Full Text Search

Full text search improves performance when searching for a specific word, term, or character string in a column.

Example

Consider the following log message:

66.249.65.159 - - [06/Nov/2014:19:10:38 +0600] "GET /news/53f8d72920ba2744fe873ebc.html HTTP/1.1" 404 177 "-" "Mozilla/5.0 (iPhone; CPU iPhone OS 6_0 like Mac OS X) AppleWebKit/536.26 (KHTML, like Gecko) Version/6.0 Mobile/10A5376e Safari/8536.25 (compatible; Googlebot/2.1; +http://www.google.com/bot.html)"

Based on the above separator rules, full text search finds a first major segment value of 66.249.65.159.

This major segment contains the following minor segments:

  • 66
  • 249
  • 65
  • 159

Enable

To enable full text search, set the following configuration in your transform on the column you would like to full text search:

  • set index to true
  • set index_options to the following:
{
    "name": "message",
    "datatype": {
        "type":"string",
        "index": true,
        "index_options": {
            "fulltext": true
        }
    }
}

You can use LIKE to search the full text index:

SELECT message
FROM project.table
WHERE message LIKE '%error%'
AND timestamp < now()
AND timestamp > (now() - INTERVAL 60 MINUTE)
ORDER BY timestamp DESC
LIMIT 50
SETTINGS hdx_query_debug=true

This example searches for the word error in the message column within the last hour.

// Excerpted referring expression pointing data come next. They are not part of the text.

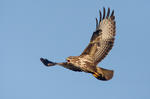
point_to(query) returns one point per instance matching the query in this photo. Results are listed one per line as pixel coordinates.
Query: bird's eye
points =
(68, 60)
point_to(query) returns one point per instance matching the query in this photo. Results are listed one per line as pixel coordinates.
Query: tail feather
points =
(47, 62)
(103, 74)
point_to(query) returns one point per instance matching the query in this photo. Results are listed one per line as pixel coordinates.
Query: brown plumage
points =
(100, 44)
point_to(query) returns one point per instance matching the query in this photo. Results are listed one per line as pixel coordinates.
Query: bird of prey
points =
(100, 44)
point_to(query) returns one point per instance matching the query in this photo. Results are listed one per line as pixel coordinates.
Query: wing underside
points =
(103, 38)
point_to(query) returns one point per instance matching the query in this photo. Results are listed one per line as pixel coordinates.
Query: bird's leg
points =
(47, 62)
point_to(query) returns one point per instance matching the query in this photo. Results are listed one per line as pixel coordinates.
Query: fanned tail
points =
(47, 62)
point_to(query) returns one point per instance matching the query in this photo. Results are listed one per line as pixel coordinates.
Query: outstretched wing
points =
(103, 38)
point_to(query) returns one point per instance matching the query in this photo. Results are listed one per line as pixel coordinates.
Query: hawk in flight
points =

You can confirm that your query uses the full text index with query debug. Check to make sure your full text indexed column name appears in the indexes_used field:

X-Hdx-Query-Stats: exec_time=107 rows_read=0 bytes_read=0 num_partitions=58 num_peers=3 query_attempts=1 memory_usage=9491822
index_stats=[{"project.table":{"columns_read":["message","timestamp"],"indexes_used":["message","timestamp"],"shard_key_values_used":[]}}]

Separators

Full text search splits text into major and minor segments. Hydrolix determines these segments using the following separators:

Major separators

  • []
  • <>
  • ()
  • {}
  • |
  • !
  • ;
  • ,
  • '
  • "
  • *
  • \n
  • \r
  • \s
  • \t
  • &
  • ?
  • +

Minor Separators

  • /
  • :
  • =
  • @
  • .
  • -
  • $
  • #
  • %
  • \
  • _

Best Practices

When field values contain punctuation symbols, follow these best practices for optimum performance:

  • Match punctuation symbols with literals, not wildcards.
  • Avoid wildcards in the beginning or middle of a term, which can reduce search performance and lead to unexpected results.